What does a parking spot have to do with social equity? A lot, it turns out.
On an average day, the typical car owner doesn’t give much thought to parking, beyond whether they will luck out and find a spot to park when they reach their destination. We’ve had this luxury - even if it feels like a pain - because for nearly a century, our cities have been oriented around the automobile. In many American cities, up to 98 percent of people own a car. We allocate space for parking, because otherwise how would we go about our lives? It makes sense. Or does it?

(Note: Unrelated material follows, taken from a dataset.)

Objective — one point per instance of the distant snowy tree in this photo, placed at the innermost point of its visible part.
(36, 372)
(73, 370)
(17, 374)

It’s estimated that a one lane mile of roadway costs about $2 million tax dollars to build. Add to that maintenance, wages for parking enforcement staff and other costs, and it’s a reminder that free parking isn’t really free. It’s paid for by all of us, through our tax dollars. This subsidy to those who can afford to own a car is of course not only fronted by car owners, who are disproportionately middle-class and upper-class citizens. Lower income people who can’t even afford cars are also making that lucky parking spot you found possible, through the taxes they pay.
People who don’t own cars pay the price for our automobile-centric approach in other ways, too. It is estimated that 30 percent of all traffic is drivers searching for parking spots, circling blocks, wasting fuel, and congesting roadways. Meanwhile, average bus speeds have slowed to their lowest in decades - only 7.58 miles per hour. Lower income communities disproportionately rely on these public forms of transportation, and congested streets are making it more difficult for them to commute. Clogged traffic also lowers the wages of the many gig workers who rely heavily on tips for their living. The longer it takes them to accomplish their delivery, the lower their hourly pay rate drops.

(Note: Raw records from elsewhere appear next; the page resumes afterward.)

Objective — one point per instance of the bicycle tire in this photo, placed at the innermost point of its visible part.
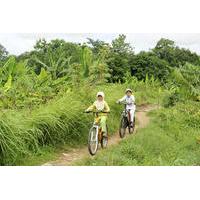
(104, 140)
(91, 136)
(122, 128)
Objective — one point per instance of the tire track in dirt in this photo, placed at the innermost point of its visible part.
(76, 154)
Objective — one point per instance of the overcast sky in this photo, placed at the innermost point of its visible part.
(17, 43)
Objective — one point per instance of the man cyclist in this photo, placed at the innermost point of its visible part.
(129, 99)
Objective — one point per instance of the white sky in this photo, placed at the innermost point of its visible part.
(17, 43)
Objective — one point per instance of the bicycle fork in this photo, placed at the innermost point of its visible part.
(94, 139)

We are looking at changing this urban equation by using hard data to help cities reconfigure parking and curb access. Pilots have shown that when parking priorities are shifted based on actual traffic patterns and curb needs, commercial vehicles such as UPS and FedEx, food-delivery, and ride-hailing services are able to operate more efficiently and safely. Double parking and traffic congestion is reduced by as much as 20 percent. In Columbus, OH, delivery drivers accessing an area with specified stopping areas prevented approximately 9,700 double or illegal parkings.
Parking is also a major contributor to traffic and in turn, greenhouse gas emissions. In one pilot we worked on, traffic caused by drivers searching for parking dropped by more than 20 percent when we changed the way parking was administered. With transportation accounting for 29 percent of United States greenhouse gas emissions in 2017, better street management could contribute to significant reduction in emissions.
This is also an equity issue. Demographic data from the 2000 census showed that minorities are on average exposed to 38 percent higher levels of air pollution than whites in the communities where they live, with most of that pollution related to vehicle traffic. But even on the practical front: when parking turnover is incentivized through payment by the minute, there’s more parking spots for everyone when they need one.
At the end of the day, thinking intelligently about how we can better allocate our curbside space will allow us to cut emissions, create more revenue for cities to reinvest in transportation, make traffic flow better and make our cities more equitable. The lowly curb is often overlooked, but it can play an outsized role in making our cities better places to live.